Museum of World Costumes
- Established: 2011; 15 years ago
- Location: Büyükçekmece, Istanbul, Turkey
- Coordinates: 41°00′53″N 28°33′42″E﻿ / ﻿41.014629°N 28.5616274°E
- Type: Folk costumes
- Collections: Clothing, accessories and related objects
- Founder: Büyükçekmece Municipality
- Owner: Büyükçekmece Municipality
- Website: www.bcekmece.bel.tr/dunya-kostum-merkezi

= Museum of World Costumes =

Museum in Büyükçekmece, Istanbul, Turkey

Museum of World Costumes (Dünya Kostümleri Müzesi) is a museum of original folk clothing from various countries in Turkey. Established in July 2011, it is located in the Büyükçekmece district of Istanbul Province.

==History==
The museum was established in a restored historic building situated at Çarşı St. 4 in the Mimar Sinan neighborhood of the Büyükçekmece district in Istanbul Province, supported by the municipality in July 2011. The original folk costumes, accessories and some related objects were donated by various foreign folk dance groups, who participated at the "International Culture and Art Festival" held annually in Büyükçekmece, which was four times awarded by the International Council of Organizations of Folklore Festivals and Folk Arts "Best Festival". The festival has been taking place since 2000, and since 2003 has been a member of the International Council of Organizations of Folklore Festivals, which is affiliated with UNESCO.
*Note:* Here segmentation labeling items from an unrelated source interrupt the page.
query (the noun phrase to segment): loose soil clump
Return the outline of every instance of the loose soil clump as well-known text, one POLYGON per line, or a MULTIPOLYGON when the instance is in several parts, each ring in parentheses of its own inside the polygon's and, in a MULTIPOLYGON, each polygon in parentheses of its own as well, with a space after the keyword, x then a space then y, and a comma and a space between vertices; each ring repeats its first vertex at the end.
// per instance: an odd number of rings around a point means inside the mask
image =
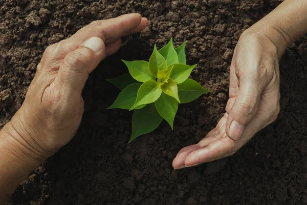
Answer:
POLYGON ((307 204, 306 37, 281 60, 281 111, 275 122, 231 157, 171 167, 177 152, 201 139, 224 113, 240 35, 280 3, 0 0, 0 128, 21 106, 48 46, 96 19, 139 12, 150 20, 90 76, 76 135, 7 204, 307 204), (131 113, 106 109, 119 91, 104 79, 127 71, 120 59, 148 60, 154 44, 161 48, 171 37, 176 46, 188 40, 187 63, 199 64, 191 77, 211 92, 180 106, 173 131, 164 121, 127 144, 131 113))

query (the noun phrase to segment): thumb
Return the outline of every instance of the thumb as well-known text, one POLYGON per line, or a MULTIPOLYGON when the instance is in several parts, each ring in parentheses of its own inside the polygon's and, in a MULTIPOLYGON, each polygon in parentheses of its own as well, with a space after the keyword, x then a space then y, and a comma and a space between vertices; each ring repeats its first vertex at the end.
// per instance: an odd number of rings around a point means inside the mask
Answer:
POLYGON ((232 139, 240 139, 245 128, 257 113, 261 92, 264 89, 260 82, 242 77, 234 103, 228 113, 226 134, 232 139))
POLYGON ((92 37, 66 55, 55 81, 69 96, 70 94, 81 94, 89 74, 105 58, 105 48, 101 38, 92 37))

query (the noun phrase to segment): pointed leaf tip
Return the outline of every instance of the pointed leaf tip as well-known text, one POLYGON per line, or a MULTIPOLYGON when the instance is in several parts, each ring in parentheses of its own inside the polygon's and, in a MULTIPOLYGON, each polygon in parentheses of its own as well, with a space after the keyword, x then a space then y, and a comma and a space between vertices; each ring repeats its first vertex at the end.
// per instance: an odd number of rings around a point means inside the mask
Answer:
POLYGON ((156 44, 152 54, 149 58, 148 67, 150 73, 155 77, 157 76, 158 72, 161 72, 167 69, 166 60, 157 50, 156 44))
POLYGON ((178 102, 173 97, 162 93, 160 97, 155 102, 156 108, 160 115, 168 123, 173 130, 173 121, 178 109, 178 102))
POLYGON ((161 89, 165 94, 174 98, 178 102, 180 103, 180 100, 178 96, 178 88, 176 83, 172 79, 169 78, 168 83, 161 86, 161 89))
POLYGON ((139 90, 135 102, 130 110, 142 105, 149 104, 157 100, 161 95, 162 91, 155 80, 148 80, 144 83, 139 90))
POLYGON ((180 46, 175 49, 178 56, 178 61, 181 64, 186 64, 185 46, 187 42, 185 42, 180 46))
POLYGON ((189 66, 185 64, 175 64, 170 77, 177 84, 181 84, 188 79, 193 69, 197 64, 189 66))
POLYGON ((144 83, 155 79, 149 71, 148 62, 144 60, 122 61, 128 68, 131 76, 138 81, 144 83))
POLYGON ((157 111, 155 104, 135 110, 132 116, 132 134, 128 143, 140 135, 153 131, 162 121, 162 117, 157 111))
POLYGON ((167 66, 178 63, 178 56, 173 45, 172 37, 166 46, 159 50, 159 52, 166 60, 167 66))

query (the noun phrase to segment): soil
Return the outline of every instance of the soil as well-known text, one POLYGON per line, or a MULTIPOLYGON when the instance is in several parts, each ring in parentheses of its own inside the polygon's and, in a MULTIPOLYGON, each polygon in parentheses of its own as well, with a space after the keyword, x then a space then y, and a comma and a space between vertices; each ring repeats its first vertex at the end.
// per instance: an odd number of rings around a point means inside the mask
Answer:
POLYGON ((0 128, 20 107, 44 50, 94 20, 139 12, 150 21, 92 73, 85 111, 73 140, 44 162, 7 204, 307 204, 307 37, 280 64, 281 111, 234 156, 173 170, 183 147, 214 127, 228 98, 229 69, 243 31, 278 0, 0 0, 0 128), (180 105, 171 131, 163 122, 127 144, 131 114, 108 110, 119 90, 104 80, 147 59, 155 43, 187 40, 192 77, 211 91, 180 105), (115 69, 114 69, 115 68, 115 69), (111 71, 114 73, 111 73, 111 71))

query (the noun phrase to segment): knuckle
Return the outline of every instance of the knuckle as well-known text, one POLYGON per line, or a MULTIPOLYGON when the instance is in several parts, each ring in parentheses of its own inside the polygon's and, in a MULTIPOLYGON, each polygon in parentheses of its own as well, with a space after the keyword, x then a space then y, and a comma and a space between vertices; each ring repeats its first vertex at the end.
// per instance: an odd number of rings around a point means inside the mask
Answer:
POLYGON ((240 104, 239 109, 240 113, 245 115, 253 114, 253 110, 256 107, 256 103, 252 100, 245 100, 240 104))
POLYGON ((100 26, 101 26, 101 25, 102 24, 103 21, 104 20, 94 20, 91 22, 89 26, 91 28, 97 29, 97 27, 100 27, 100 26))
POLYGON ((39 63, 38 64, 38 65, 37 65, 37 66, 36 67, 36 72, 40 72, 42 69, 42 67, 43 66, 41 61, 39 62, 39 63))
POLYGON ((72 52, 66 55, 64 59, 64 66, 71 70, 79 71, 85 67, 84 63, 87 57, 80 52, 72 52))

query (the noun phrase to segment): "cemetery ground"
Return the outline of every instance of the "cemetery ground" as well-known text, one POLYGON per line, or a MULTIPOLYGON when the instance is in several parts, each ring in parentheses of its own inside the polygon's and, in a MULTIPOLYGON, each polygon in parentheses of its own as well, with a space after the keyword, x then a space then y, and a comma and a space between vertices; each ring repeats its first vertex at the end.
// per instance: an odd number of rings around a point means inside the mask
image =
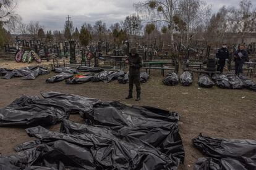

The museum holds costumes from 44 countries, including Spain, Uzbekistan, Malaysia, Thailand, Mexico, Russia, Ukraine, Poland, France, Venezuela, Ethiopia, Argentina, Algeria, Belarus, Philippines, Georgia, Indonesia and Azerbaijan. The oldest of the costumes on display is a wedding dress which is over 100 years old. The museum holds over 2000 exhibits, which are periodically rotated. The museum is spread over two floors, with the ground floor dedicated to world costumes, and the first floor dedicated to Turkish costumes.